Он попробовал представить, что это не с ней, а с ним, что это у него никого больше нет, что это ему ничего больше не нужно. И уже ответив себе, что если бы так с ним, наверно, лучше пулю в лоб, подумал про отца Ники. Ну а если вот так, как ее отец – с перебитым позвоночником, с отнявшимися руками и ногами, – тоже лучше пулю в лоб? Может быть, да. А в то же время, как можно заранее знать это о себе – не таком, какой ты есть, а таком, каким можешь оказаться? Известно, что ты думаешь об этом сейчас; но откуда знать, что ты будешь думать об этом тогда?
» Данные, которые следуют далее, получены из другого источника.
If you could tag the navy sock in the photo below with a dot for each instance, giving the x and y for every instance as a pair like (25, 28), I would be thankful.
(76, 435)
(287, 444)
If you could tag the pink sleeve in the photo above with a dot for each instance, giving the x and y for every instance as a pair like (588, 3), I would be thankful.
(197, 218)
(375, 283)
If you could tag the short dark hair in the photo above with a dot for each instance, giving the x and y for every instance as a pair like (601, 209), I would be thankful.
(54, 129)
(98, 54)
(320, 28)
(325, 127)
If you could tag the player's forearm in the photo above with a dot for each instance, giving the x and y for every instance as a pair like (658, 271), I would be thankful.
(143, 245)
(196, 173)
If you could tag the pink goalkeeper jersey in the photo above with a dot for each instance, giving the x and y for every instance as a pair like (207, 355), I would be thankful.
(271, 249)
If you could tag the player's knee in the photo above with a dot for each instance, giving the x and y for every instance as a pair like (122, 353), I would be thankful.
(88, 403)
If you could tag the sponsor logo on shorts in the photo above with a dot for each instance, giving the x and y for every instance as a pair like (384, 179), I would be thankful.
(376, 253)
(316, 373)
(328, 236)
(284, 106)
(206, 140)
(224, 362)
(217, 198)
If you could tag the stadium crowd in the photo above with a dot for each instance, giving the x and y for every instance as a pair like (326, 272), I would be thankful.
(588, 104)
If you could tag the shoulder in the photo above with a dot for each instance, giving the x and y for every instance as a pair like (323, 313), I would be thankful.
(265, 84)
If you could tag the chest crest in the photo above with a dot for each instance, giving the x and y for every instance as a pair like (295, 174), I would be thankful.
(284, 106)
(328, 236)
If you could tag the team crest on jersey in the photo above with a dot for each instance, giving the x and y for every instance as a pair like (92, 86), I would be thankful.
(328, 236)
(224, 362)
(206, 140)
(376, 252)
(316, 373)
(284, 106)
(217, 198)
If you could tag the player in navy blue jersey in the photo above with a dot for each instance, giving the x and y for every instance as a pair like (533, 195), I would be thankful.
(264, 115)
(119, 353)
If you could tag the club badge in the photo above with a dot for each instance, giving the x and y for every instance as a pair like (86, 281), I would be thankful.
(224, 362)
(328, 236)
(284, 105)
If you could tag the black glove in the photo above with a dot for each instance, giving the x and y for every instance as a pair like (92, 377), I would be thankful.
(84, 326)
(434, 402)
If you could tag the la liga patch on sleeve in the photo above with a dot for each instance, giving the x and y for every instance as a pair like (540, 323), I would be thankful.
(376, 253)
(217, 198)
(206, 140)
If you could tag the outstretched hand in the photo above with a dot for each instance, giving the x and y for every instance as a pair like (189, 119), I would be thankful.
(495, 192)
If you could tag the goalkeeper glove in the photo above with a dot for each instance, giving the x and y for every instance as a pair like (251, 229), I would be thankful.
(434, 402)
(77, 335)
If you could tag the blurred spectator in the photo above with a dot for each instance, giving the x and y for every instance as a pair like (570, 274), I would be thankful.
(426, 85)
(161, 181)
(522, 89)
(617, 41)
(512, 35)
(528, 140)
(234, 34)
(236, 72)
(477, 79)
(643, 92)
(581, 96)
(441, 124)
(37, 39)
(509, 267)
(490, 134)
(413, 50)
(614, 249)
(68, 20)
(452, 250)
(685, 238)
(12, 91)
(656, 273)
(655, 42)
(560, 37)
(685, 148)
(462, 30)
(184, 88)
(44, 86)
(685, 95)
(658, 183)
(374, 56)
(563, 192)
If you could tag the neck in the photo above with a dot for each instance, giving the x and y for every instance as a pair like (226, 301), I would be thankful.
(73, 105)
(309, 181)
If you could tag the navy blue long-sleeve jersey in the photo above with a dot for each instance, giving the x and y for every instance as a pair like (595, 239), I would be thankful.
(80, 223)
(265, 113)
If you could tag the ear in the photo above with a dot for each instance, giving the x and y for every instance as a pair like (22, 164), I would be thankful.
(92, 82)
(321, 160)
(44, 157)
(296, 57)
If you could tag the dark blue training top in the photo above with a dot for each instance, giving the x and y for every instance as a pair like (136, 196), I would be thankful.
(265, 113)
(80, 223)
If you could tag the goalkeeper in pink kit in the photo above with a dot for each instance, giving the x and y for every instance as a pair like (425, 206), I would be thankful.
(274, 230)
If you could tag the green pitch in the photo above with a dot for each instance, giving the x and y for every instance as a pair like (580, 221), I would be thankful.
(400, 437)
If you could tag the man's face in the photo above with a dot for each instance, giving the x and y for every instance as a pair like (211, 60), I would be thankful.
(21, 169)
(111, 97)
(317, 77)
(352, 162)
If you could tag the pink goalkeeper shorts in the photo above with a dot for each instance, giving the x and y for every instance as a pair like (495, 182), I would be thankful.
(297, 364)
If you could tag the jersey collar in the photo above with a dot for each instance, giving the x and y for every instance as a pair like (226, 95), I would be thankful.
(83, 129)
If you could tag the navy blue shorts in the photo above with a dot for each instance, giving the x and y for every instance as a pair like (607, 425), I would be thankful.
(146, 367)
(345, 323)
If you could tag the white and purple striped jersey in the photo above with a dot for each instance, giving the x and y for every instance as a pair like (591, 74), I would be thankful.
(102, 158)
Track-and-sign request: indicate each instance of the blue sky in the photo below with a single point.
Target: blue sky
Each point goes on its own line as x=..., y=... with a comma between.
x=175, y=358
Человек может представить себе заранее все, чего он может лишиться, но не может представить себе заранее, какую тогда цену приобретет для него то, что у него останется.
– Я хочу поехать к нему, – сказала мать Гурского. – Не знаю, как они, но про вас я знаю, что вы это сделаете для меня в память Бори. Вы ничего не знаете, кроме того, что уже сказали мне? Если знаете что-нибудь еще, не бойтесь, скажите.
Он покачал головой.
– Все, что узнаю, расскажу вам, когда вернусь оттуда.
– А когда вернетесь?
Он уже сам прикидывал это в уме, но, понимая, как она его будет ждать, на всякий случай добавил два дня:
– Дней через семь-восемь. Я улечу рано утром, но завтра к вам придут наши товарищи из редакции.
Она отчужденно махнула рукой и с минуту молчала, уйдя в свои мысли, и ход их, очевидно, привел к воспоминанию о том, что он улетает и что это будет совсем скоро, через несколько часов. Она забеспокоилась, встала, открыла и закрыла крышку на все еще не закипевшем чайнике, сказала, что плитка слабая, Боря хотел переменить спираль, запнулась, опустила голову и, пересилив себя, посмотрела на Лопатина.